Depuis les tentatives faites sans succès par Galilée, il devait paraître inutile de chercher à mesurer la vitesse de la lumière par des expériences directes faites sur la Terre. Dans le premier des dialogues delle scienze nuove, Galilée fait énoncer par Salviati, un des trois interlocuteurs, les épreuves très-ingénieuses qu’il avait employées, et qu’il croyait propres à résoudre la question. Deux observateurs, avec deux lumières, avaient été placés à environ 1 800 mètres de distance : l’un d’eux, à un instant quelconque, éteignait sa lumière ; le second couvrait la sienne aussitôt qu’il ne voyait plus l’autre ; mais comme le premier observateur voyait disparaître la seconde lumière au même moment où il cachait la sienne, Galilée en conclut que la lumière se transmet dans un instant indivisible à une distance double de celle qui séparait les deux observateurs.
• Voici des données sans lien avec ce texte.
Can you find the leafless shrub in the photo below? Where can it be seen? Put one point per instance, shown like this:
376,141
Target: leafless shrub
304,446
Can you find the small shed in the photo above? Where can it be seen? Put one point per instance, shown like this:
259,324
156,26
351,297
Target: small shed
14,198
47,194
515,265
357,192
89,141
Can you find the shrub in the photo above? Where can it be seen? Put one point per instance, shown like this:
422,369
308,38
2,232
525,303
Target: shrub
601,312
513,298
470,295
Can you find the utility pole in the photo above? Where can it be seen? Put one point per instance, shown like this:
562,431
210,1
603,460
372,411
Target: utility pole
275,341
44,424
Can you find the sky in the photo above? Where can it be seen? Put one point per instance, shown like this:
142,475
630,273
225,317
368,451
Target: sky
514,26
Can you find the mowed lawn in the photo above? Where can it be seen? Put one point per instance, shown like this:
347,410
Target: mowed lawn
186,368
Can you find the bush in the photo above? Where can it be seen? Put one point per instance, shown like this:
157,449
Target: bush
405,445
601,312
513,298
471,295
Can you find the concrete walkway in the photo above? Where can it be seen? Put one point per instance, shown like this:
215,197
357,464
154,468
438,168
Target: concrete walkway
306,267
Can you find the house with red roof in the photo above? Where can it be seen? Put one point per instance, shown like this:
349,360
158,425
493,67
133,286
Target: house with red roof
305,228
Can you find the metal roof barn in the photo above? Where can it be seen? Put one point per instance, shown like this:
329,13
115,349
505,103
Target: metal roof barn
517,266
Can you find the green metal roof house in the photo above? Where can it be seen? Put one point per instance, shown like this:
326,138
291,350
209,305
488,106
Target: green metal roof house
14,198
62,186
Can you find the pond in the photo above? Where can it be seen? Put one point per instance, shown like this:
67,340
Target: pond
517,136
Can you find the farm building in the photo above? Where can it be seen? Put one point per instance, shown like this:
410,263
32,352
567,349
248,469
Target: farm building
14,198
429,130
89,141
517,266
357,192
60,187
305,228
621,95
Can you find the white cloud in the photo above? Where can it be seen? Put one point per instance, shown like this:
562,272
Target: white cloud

Des expériences analogues que firent les membres de l’Académie del Cimento, mais pour des distances trois fois plus considérables, conduisirent à un résultat identique.

M. Fizeau, en 1849, a été plus heureux que ses illustres devanciers du xvie siècle. Il a remarqué d’abord que si l’on fait tourner avec une grande rapidité une roue portant à sa circonférence des dents également espacées, chacune de ces dents mettra à franchir l’intervalle vide qui la sépare de la dent consécutive un temps très-petit que l’on pourra toutefois mesurer, si l’on connaît la vitesse de rotation de la roue. Supposons, par exemple, qu’une roue fasse 10 tours par seconde, et qu’une dent occupe la millième partie de sa circonférence, chaque dent passera évidemment par le même point de l’espace, en un dix-millième de seconde ; on pourra facilement obtenir en décuplant la vitesse de la roue, une durée de un cent millième de seconde pour le temps employé par une dent pour passer au même point déterminé. Voilà donc des temps très-courts parfaitement mesurés. On conçoit que M. Fizeau était certain par cette méthode de diviser le temps en intervalles assez petits pour que la lumière ne parcourût plus, malgré la grandeur de sa vitesse, que des espaces assez petits pendant de tels instants.

Imaginons maintenant qu’un rayon de lumière traverse l’intervalle laissé entre deux dents consécutives d’un disque tournant, aille se réfléchir au loin sur un miroir, et revienne pour passer par le même point de l’espace. Le disque étant en mouvement, on conçoit qu’en ce point il pourra se trouver une dent qui interceptera la lumière. On pourra donc connaître le temps que la lumière aura mis à aller et à revenir, puisque l’on connaît le temps employé par les dents du disque tournant à franchir les intervalles vides qui les séparent les unes des autres.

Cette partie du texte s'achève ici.